Sides are probably one of the most important factors in the holidays! Tasty sides help make up a successful holiday meal and I want to help you guys have that successful VEGAN meal!
I decided to go for two incredibly simple recipes that can cook at the same exact time if you’re looking to make more than one vegetable side. Both using ingredients that you most likely have on hand, and will take 35-40 minutes to make in total.
Brussel sprouts have easily become one of my favorite vegetables. As a kid I absolutely despised them (didn’t we all?), but now I cannot get enough. As brussel sprouts peak in October and are all over the place during this season, I thought it was the perfect vegetable to use for a holiday side dish.

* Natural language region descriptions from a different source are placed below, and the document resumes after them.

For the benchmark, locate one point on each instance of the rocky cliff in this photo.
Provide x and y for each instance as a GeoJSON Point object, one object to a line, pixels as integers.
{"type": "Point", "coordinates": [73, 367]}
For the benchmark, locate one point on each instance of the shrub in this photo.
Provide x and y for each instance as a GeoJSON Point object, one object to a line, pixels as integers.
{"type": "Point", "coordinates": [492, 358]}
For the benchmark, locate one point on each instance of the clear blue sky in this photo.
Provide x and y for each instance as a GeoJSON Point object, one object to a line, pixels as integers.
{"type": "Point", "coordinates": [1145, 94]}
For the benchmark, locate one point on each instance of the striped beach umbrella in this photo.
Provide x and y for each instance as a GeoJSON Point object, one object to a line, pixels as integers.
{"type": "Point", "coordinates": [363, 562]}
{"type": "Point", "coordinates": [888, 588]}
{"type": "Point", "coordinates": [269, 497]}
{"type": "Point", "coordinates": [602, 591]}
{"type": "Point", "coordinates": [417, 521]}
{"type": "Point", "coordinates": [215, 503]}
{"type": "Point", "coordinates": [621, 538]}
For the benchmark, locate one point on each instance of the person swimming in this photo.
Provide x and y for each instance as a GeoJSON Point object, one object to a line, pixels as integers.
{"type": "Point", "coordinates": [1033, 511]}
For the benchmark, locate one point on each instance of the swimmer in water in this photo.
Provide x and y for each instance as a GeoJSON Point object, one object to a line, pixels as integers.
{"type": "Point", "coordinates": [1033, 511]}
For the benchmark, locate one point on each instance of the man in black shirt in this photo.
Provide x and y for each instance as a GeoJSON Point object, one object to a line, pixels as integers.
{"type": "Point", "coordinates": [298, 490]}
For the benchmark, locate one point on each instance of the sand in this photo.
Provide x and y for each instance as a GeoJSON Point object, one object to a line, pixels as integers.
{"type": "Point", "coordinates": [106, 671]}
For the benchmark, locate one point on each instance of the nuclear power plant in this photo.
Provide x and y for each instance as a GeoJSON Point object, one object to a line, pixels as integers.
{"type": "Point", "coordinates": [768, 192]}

Carrots are in season from the end of Summer through the Fall period. Roasted carrots specifically are so tasty especially when they caramelize due to the seasonings used. They are also a perfect pairing to brussel sprouts.
I hope you enjoy these two recipes and remember if you make it, tag me on Instagram @plantbasedjane so I can see!
- 1 1/2 Pounds Brussel Sprouts
- 2 Tablespoons Olive Oil
- 2 Tablespoons Lemon Juice
- 3 Garlic cloves, minced
- 1/2 Tsp Red Pepper Flakes
- 1/4 Tsp Onion Powder
- 1/4 Tsp Salt
- 1/4 Tsp Pepper
- 2 Pounds Carrots (Scrubbed or Peeled)*
- 1 1/2 Tablespoon Olive Oil
- 2 Tablespoons Maple Syrup
- 1/2 Tablespoon Grainy Mustard
- 1 Tablespoon Dijon Mustard
- 2 Tsp Soy Sauce (or Tamari)
- 1/2 Tsp Garlic Powder
- Pre-heat oven to 400 degrees Fahrenheit.
- Add all your ingredients to a baking dish or sheet and mix to combine.
- Cook for 30-35 minutes, mixing around with a wooden spoon every 15 minutes.
- Pre-heat oven to 400 degrees Fahrenheit.
- Put carrots in a baking dish or sheet
- Mix all seasoning ingredients in a small bowl and pour directly onto the carrots and mix around to coat all the carrots.
- Put in oven and let cook for 30-35 minutes - or until carrots are tender.
- *You want to purchase young carrots that still have their stems on. Cut off the stems leaving 1-2 inches of stem left on the carrot. If you cannot find young carrots, I would chop the carrots into quarter pieces and roast them. The time may vary so I would check every 10-15 minutes by tossing carrots.